MARSTON, Henry, stage name of Richard Henry Marsh (son of a physician). b. Highworth, Wiltshire, March 1804; ed. at Winchester; appeared as Romeo at Southampton 18 Aug. 1824, and as Florian in The foundling of the forest at Salisbury 18 June 1825; made his début in London at Drury Lane 30 Oct. 1839 as Benedick in Much ado about nothing; acted Triboulet the jester in W. E. Burton’s The Court Fool at Sadler’s Wells 11 May 1840; took a leading part in Samuel Phelps’s Shakespearean revivals at Sadler’s Wells 1844–61, made a great success as Mephistopheles in Faust; played Iago at Princess’s 18 June 1863, Frank Rochford in Westland Marston’s Pure Gold at Sadler’s Wells 10 Nov. 1863, Charles V. in Oxenford’s The monastery of St. Just at Princess’s 25 June 1864; acted Henry IV. at Drury Lane 24 Sep. 1864, Belarius in Cymbeline at Queen’s 30 March 1872, and Sergius Dentatus in Virginius at Queen’s 20 April 1872; played Farmer Dodd in C. Wilson’s Lost or Found at Holborn 21 Dec. 1872; a special performance of Much ado about nothing was given at Lyceum theatre for his benefit 29 May 1879; master of the Urban lodge of freemasons to 25 Feb. 1870; elected annuitant on royal masonic benevolent institution 16 May 1879. d. 4 Lidlington place, Oakley sq. London 23 March 1883. bur. Highgate cemet. Tallis’s Drawing room table books, parts 9 and 18, 2 portraits; Theatrical times, i 201 (1847), portrait; Illust. sp. and dr. news, xi 280, 318 (1879), portrait.

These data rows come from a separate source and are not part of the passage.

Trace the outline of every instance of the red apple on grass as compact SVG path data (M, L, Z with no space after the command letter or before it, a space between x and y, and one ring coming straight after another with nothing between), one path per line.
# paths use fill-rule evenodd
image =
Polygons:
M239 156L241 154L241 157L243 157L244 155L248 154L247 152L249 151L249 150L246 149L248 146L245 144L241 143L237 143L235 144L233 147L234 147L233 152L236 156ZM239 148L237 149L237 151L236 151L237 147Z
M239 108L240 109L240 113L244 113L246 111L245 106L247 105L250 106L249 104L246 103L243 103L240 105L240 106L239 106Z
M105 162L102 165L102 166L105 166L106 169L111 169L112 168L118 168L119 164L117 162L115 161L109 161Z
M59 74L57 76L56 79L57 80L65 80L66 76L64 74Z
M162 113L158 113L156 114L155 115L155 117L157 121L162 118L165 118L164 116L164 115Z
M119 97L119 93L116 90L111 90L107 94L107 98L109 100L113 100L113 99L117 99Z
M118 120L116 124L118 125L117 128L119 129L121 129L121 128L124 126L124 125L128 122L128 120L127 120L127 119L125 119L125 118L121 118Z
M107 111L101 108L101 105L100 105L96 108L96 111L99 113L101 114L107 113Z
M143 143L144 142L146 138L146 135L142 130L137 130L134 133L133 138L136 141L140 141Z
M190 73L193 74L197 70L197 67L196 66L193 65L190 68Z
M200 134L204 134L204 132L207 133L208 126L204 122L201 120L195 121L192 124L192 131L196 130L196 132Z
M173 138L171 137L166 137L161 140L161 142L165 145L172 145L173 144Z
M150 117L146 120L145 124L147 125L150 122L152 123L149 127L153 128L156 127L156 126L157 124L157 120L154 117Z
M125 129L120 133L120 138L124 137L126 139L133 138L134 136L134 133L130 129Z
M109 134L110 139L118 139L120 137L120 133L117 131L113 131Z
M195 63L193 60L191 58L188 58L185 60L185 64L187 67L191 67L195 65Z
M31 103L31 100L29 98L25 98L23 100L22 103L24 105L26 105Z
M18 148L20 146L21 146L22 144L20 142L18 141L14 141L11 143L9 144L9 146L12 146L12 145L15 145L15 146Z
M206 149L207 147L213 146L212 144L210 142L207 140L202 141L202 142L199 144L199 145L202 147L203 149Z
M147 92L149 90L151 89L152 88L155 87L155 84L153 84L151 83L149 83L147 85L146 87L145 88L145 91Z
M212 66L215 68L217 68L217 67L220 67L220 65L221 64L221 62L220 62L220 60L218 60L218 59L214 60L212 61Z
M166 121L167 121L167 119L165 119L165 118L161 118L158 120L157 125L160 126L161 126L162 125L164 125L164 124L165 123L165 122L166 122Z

MARSTON, John Westland (son of Stephen Marston, baptist minister). b. Boston, Lincs. 30 Jany. 1819; articled to his maternal uncle a London solicitor 1834; edited with John Saunders The National Magazine, vols. 1 and 2, 1856–7; author of the following plays The patrician’s daughter produced at Drury Lane 10 Dec. 1842; The heart and the world 1847; Strathmore 1849; Philip of France and Marie de Miranie 1850; Anne Blake 1852; A life’s ransom, Lyceum 16 Feb. 1857; A hard struggle, Lyceum 1 Feb. 1858; The wife’s portrait, Haymarket 15 March 1862; Pure Gold, Sadler’s Wells 10 Nov. 1863; Donna Diana, his best play Princess’s 16 Jany. 1864; The favourite of fortune, Haymarket 2 April 1866; A hero of romance, Haymarket 14 March 1868; Life for life, Lyceum 6 March 1869; Lamed for life, Royalty 12 June 1871; Put to the test, Olympic 24 Feb. 1873; Under fire, Vaudeville 1 April 1885; contributed much poetical criticism to the Athenæum from about 1863; LL.D. Glasgow univ. 1863; received £928 from a benefit performance of Werner at Lyceum theatre 1 June 1887; author of Gerald, a dramatic poem, and other poems 1842; A lady in her own right: a novel 1860; Family credit and other tales 1861; The wife’s portrait and other tales 1869; Dramatic and other works, collective edition 2 vols. 1876; Our recent actors 2 vols. 1888. d. at his lodgings, 191 Euston road, London 5 Jany. 1890. bur. Highgate cemet. R. H. Horne’s New spirit of the age, ii 159–86 (1844); T. Powell’s Pictures of living authors of Britain (1851) 201–206; I.L.N. 25 Jany. 1890 p. 111, portrait; London Figaro 18 Jany. 1890 p. 6, portrait.